Funny how shooting some wolves means all wolves. No one has ever been able to kill all wolves in the entire history of our planet. However all our beaver are gone on Weitas Creek. Where have all the beaver gone? Gone to the wolves the old game warden said.
Mr. Tire, I found the article I refured to in above post.
U.S. Fish and Wildlife Service Abandons Its Wolf Delisting Rule
On September 22, 2008, the United States Department of Justice filed a motion for a voluntary remand of the final rule by the U.S. Fish and Wildlife Service (USFWS) to designate Northern Rocky Mountain gray wolves as a distinct population segment and remove them from the federal list of endangered and threatened wildlife. If U.S. District Judge Donald Molloy in Missoula grants this request, the agency would reconsider and revise the rule in response to issues raised in the lawsuit brought by Bozeman-based Earthjustice on behalf of twelve conservation organizations including Friends of the Clearwater. Concerned that even greater numbers of wolves would be killed without Endangered Species Act (ESA) protections, these plaintiffs secured a preliminary injunction from Judge Molloy on July 18, 2008 that influenced the present agency position reversal, temporarily reinstated wolf ESA status, and halted transfer of wolf management from the USFWS to state wildlife departments while the case proceeded. In his opinion and order, Molloy noted that the plaintiffs were likely to prevail on the merits of their claims that: 1) the wolves had not met recovery criteria due to a lack of genetic exchange between their greater Yellowstone and other populations in northwest Montana and central Idaho; 2) Wyoming’s 2007 management framework was an inadequate regulatory mechanism; and 3) fall 2008 public wolf hunting seasons planned by Idaho, Montana, and Wyoming posed immediate potential harm for wolves. When the USFWS delisted gray wolves in the Northern Rockies on March 28, they asserted that wolf populations and distribution had exceeded reintroduction goals since 2002.

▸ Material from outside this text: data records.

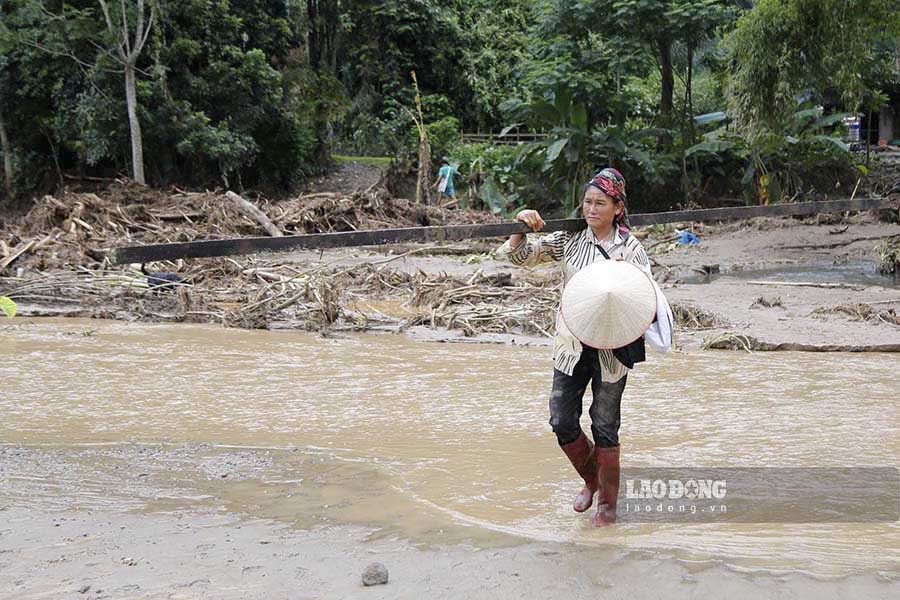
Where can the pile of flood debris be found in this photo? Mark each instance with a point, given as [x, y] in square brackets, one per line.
[53, 259]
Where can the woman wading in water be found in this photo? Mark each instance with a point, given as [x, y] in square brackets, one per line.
[605, 237]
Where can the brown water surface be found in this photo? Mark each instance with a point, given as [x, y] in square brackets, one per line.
[414, 437]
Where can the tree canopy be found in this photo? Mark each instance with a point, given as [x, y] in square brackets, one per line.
[259, 93]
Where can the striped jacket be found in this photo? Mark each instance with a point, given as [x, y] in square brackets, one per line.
[576, 250]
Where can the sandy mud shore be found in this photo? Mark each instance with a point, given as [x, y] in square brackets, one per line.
[146, 525]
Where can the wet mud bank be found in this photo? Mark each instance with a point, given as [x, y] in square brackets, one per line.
[204, 521]
[765, 284]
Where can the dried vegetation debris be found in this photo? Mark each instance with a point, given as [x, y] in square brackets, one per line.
[64, 267]
[862, 312]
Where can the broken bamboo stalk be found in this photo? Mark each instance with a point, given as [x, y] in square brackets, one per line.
[248, 209]
[231, 247]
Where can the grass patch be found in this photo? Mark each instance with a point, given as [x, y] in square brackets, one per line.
[371, 161]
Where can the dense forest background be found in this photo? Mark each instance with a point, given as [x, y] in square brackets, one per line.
[261, 94]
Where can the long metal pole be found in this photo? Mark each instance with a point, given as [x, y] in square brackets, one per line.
[447, 233]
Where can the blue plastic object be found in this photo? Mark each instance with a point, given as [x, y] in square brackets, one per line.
[686, 238]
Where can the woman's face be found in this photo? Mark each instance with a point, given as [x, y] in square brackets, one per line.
[598, 209]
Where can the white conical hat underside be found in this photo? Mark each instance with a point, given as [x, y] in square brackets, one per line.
[609, 304]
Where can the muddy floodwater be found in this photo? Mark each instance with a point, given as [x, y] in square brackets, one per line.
[426, 441]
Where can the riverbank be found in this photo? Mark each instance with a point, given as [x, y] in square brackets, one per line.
[765, 284]
[201, 521]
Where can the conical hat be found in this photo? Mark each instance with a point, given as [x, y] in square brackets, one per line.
[609, 304]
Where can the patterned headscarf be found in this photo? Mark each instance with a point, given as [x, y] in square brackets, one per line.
[610, 182]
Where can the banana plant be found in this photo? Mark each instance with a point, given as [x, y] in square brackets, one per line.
[7, 306]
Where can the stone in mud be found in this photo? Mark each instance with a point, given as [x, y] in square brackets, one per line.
[375, 574]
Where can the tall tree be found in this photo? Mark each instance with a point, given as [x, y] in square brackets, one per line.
[784, 48]
[129, 41]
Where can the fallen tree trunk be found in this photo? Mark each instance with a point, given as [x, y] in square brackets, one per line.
[446, 233]
[248, 209]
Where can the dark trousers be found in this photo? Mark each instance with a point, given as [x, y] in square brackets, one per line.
[566, 397]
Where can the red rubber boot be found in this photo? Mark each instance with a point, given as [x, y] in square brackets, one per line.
[608, 478]
[581, 455]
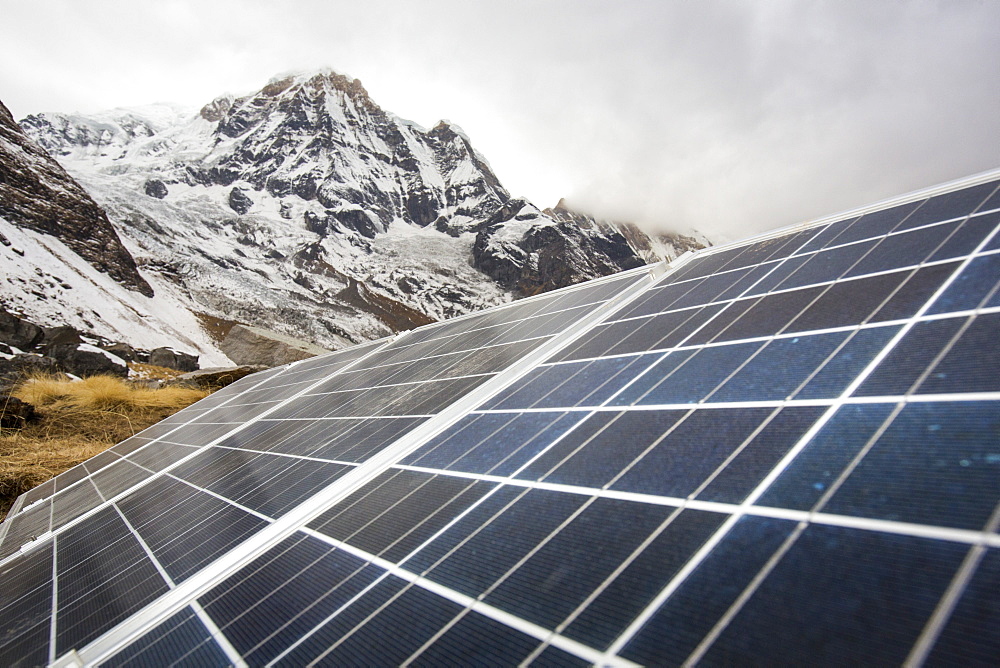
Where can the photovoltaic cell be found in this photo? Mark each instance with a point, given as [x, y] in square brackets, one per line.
[778, 451]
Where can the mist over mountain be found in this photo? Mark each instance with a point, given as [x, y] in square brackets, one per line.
[304, 208]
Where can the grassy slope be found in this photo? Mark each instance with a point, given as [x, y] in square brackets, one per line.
[78, 419]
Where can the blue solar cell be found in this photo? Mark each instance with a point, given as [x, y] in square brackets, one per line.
[937, 464]
[973, 362]
[26, 608]
[185, 528]
[690, 382]
[316, 645]
[289, 590]
[586, 565]
[820, 464]
[771, 314]
[476, 565]
[777, 274]
[491, 506]
[73, 502]
[677, 627]
[597, 381]
[761, 454]
[968, 236]
[609, 451]
[573, 563]
[181, 640]
[611, 611]
[910, 358]
[779, 368]
[159, 455]
[848, 583]
[905, 249]
[104, 577]
[849, 303]
[876, 224]
[269, 484]
[915, 292]
[829, 265]
[826, 234]
[696, 447]
[840, 371]
[967, 633]
[976, 282]
[476, 640]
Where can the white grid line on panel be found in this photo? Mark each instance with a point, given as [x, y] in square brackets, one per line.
[762, 403]
[55, 603]
[229, 563]
[160, 438]
[179, 462]
[968, 536]
[404, 384]
[699, 328]
[230, 502]
[946, 606]
[473, 604]
[927, 317]
[699, 651]
[790, 456]
[285, 454]
[145, 547]
[749, 294]
[219, 637]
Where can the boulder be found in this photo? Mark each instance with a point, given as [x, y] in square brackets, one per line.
[19, 333]
[83, 359]
[217, 376]
[173, 359]
[156, 188]
[14, 413]
[60, 336]
[254, 345]
[123, 350]
[239, 201]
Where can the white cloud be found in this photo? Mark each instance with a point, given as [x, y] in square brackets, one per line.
[727, 117]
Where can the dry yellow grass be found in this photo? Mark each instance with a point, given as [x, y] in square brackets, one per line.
[78, 419]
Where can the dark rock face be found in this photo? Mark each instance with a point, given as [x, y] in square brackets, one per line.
[19, 333]
[61, 336]
[156, 188]
[83, 360]
[123, 350]
[37, 193]
[173, 359]
[239, 201]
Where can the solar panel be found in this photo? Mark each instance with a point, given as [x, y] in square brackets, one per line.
[781, 450]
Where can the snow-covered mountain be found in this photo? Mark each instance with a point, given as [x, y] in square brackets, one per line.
[306, 208]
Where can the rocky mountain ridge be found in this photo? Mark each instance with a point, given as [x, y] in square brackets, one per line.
[307, 209]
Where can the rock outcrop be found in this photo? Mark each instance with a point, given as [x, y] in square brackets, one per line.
[216, 377]
[173, 359]
[254, 345]
[37, 193]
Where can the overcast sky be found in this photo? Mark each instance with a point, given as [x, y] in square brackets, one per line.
[726, 117]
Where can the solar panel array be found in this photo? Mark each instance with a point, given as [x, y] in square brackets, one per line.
[783, 450]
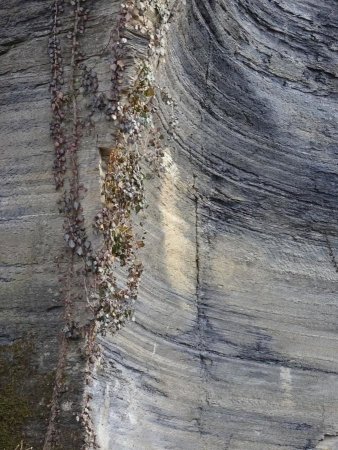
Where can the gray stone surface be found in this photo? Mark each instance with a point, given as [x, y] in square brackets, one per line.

Even though gray wolves in the region are relisted as endangered, the insidious provisions of the ESA 10(j) clause, revised before delisting and again in effect, could greatly increase wolf susceptibility to extinction. As sanctioned by Secretary of the Interior and ex-Idaho Governor Dirk Kempthorne and the USFWS, this recent ESA re-interpretation permits wildlife officials of the three states to kill more gray wolves in certain circumstances because they are only protected as “experimental, non-essential populations” under the 10(j) rule. An earlier version of this exclusion from the usual, rigorous safeguards of the law eased wolf reintroductions in 1995 and 1996 and the subsequent conflicts that occurred between expanding wolf numbers and livestock interests. Under pressure from Idaho, Wyoming, a minority of hunters, and the Bush administration to further relax ESA restrictions and thus minimize wolf numbers, the USFWS on January 28, 2008 extended killing of gray wolves beyond those caught killing livestock to include state-agent hunting, even by aerial gunning, of wolves supposedly reducing the elk, deer, and other ungulate herds whose populations are above state objectives. Although elk numbers are at an all-time high throughout the region and wildlife studies have never found wolves to be the primary cause of big-game declines, each state can nonetheless kill all but 200 of the approximately 1,455 wolves that inhabit the Northern Rockies, even without public wolf hunts. Regional wolf populations are currently declining: humans have killed over 500 wolves since 66 of them were initially released and another 100 this year under the new 10(j) rule.
As demonstrated by an overwhelming majority of the comments submitted on the draft 10(j) rule by citizens and scientists, public support for wolf protection and recovery recognizes that wolves restore overall balance to ecosystems. By killing weak and sick animals and allowing recovery of riparian vegetation over-browsed by ungulates, wolves improve the strength and vitality of big-game herds and their habitat. To bolster the viability of wolf populations in the Northern Rockies, six conservation organizations and Friends of the Clearwater filed a lawsuit in January challenging the Environmental Assessment and Finding of No Significant Impact for revision of the 10(j) regulations. On July 23, only days after halting the reclassification and delisting rule, Judge Molloy denied the federal government’s motion to dismiss this case. His order also granted the government’s request for a 60-day stay of the case until September 22, to give the involved parties time to determine how to proceed.